Giles O’Neill, Manager of Enterprise Ireland’s Brexit Unit, stated, “The Enterprise Ireland online Brexit Readiness Checker outlines the areas where preparation is vital and provides information and resources on how to take action.  The key questions companies need to address now to be ready for customs include:

  • Have you secured your EORI number?
  • Have you determined the commodity code for your products?
  • Have you identified who will manage customs procedures and paperwork – will it be in-house or through a broker/intermediary?
  • Have you determined who will have responsibility for all documentation and processing your goods moving to, from or through Britain?
  • Have you the trained personnel in place to manage your customs processes and have you applied for the Ready for Customs grant to support these staff? 

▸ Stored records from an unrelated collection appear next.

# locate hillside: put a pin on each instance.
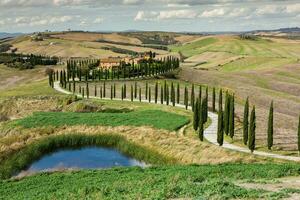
(264, 69)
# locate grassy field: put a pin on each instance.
(153, 118)
(228, 181)
(265, 69)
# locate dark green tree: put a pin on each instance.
(214, 100)
(178, 93)
(201, 122)
(156, 92)
(131, 93)
(246, 122)
(299, 136)
(220, 135)
(87, 90)
(231, 117)
(196, 116)
(252, 127)
(270, 127)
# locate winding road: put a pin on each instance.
(210, 133)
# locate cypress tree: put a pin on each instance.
(140, 94)
(252, 127)
(270, 127)
(231, 118)
(161, 94)
(226, 113)
(173, 95)
(193, 97)
(122, 92)
(178, 93)
(200, 93)
(87, 90)
(125, 91)
(220, 100)
(111, 91)
(214, 100)
(135, 90)
(186, 98)
(204, 110)
(101, 92)
(104, 89)
(299, 136)
(146, 91)
(156, 92)
(220, 135)
(149, 97)
(114, 90)
(201, 123)
(196, 116)
(246, 122)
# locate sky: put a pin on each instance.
(149, 15)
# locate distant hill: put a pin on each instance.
(7, 35)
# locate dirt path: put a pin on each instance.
(210, 133)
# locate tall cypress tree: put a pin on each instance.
(146, 91)
(201, 122)
(186, 98)
(173, 95)
(251, 142)
(299, 136)
(220, 135)
(214, 100)
(161, 94)
(178, 93)
(204, 110)
(226, 113)
(220, 100)
(193, 97)
(231, 117)
(246, 122)
(135, 90)
(131, 93)
(270, 127)
(149, 97)
(196, 116)
(140, 94)
(111, 91)
(156, 92)
(87, 90)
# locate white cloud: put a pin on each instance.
(98, 20)
(165, 14)
(146, 16)
(293, 8)
(218, 12)
(177, 14)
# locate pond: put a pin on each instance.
(84, 158)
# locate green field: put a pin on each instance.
(154, 118)
(187, 182)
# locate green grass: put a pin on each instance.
(15, 161)
(154, 118)
(38, 88)
(194, 48)
(196, 182)
(255, 63)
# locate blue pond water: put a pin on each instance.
(84, 158)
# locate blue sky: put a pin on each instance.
(162, 15)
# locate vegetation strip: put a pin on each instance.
(155, 118)
(17, 161)
(171, 182)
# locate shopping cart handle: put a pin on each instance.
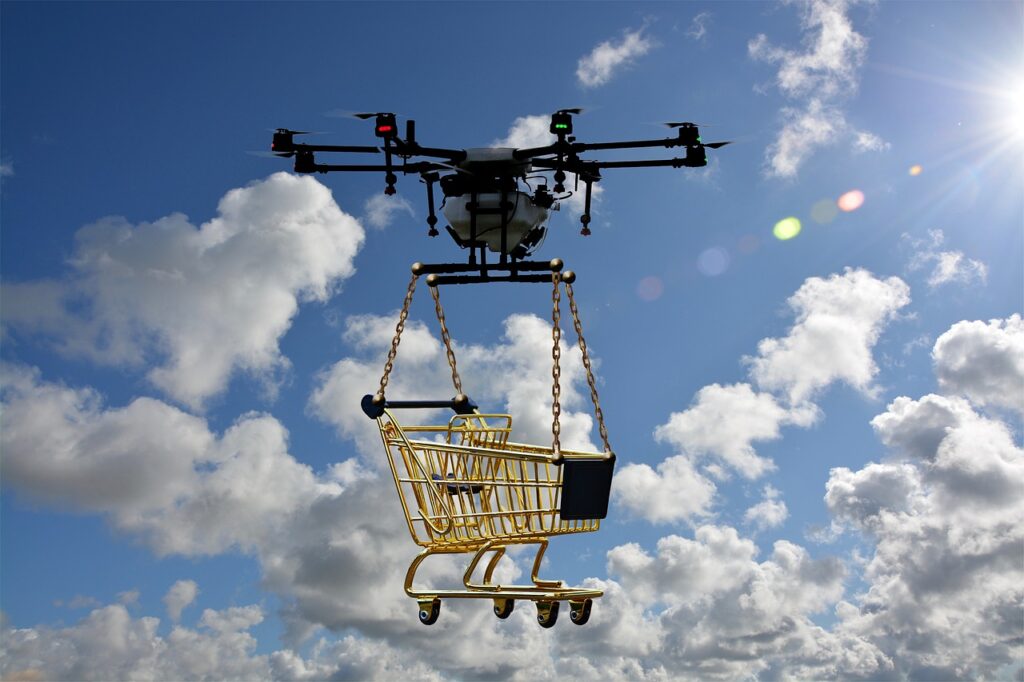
(462, 405)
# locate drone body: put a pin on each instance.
(487, 197)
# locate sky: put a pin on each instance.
(810, 352)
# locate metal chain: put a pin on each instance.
(590, 372)
(397, 335)
(556, 372)
(448, 339)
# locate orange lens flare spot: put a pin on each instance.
(851, 201)
(786, 228)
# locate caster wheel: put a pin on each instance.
(580, 610)
(547, 612)
(429, 610)
(503, 607)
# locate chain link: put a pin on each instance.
(397, 334)
(556, 372)
(448, 339)
(590, 372)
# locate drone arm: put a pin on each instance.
(667, 142)
(411, 148)
(421, 167)
(675, 163)
(339, 147)
(578, 147)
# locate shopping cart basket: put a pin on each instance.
(466, 488)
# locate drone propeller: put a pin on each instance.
(684, 124)
(286, 131)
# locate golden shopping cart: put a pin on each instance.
(466, 488)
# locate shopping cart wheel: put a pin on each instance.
(429, 610)
(580, 610)
(503, 607)
(547, 612)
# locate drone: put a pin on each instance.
(488, 201)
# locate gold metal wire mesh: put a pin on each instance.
(469, 484)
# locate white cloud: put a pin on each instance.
(769, 513)
(724, 421)
(817, 79)
(983, 361)
(602, 62)
(946, 266)
(380, 210)
(153, 469)
(181, 594)
(698, 27)
(867, 141)
(129, 597)
(943, 597)
(839, 321)
(675, 492)
(203, 302)
(803, 131)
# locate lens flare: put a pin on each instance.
(786, 228)
(851, 201)
(650, 289)
(824, 211)
(713, 261)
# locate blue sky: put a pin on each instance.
(819, 462)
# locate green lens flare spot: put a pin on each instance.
(786, 228)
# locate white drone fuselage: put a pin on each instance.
(522, 217)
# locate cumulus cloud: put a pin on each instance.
(724, 421)
(380, 210)
(946, 266)
(769, 513)
(181, 594)
(867, 141)
(151, 468)
(983, 361)
(608, 57)
(839, 321)
(943, 599)
(199, 302)
(817, 79)
(698, 26)
(530, 131)
(673, 492)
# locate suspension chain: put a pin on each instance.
(590, 372)
(556, 372)
(398, 329)
(446, 338)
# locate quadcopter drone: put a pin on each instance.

Giles O’Neill emphasised the degree of urgency about customs readiness, “The results of this analysis are concerning. Irrespective of the result of EU/UK negotiations, customs procedures will be a reality for Irish exporters from 1January.  This means that any Irish company moving goods to, from or through the UK (excluding Northern Ireland) will have to complete customs procedures.  Even if they use a customs intermediary there are important aspects of the customs process they will be responsible for and need to have trained staff in place. Time is fast running out for business to get ready.”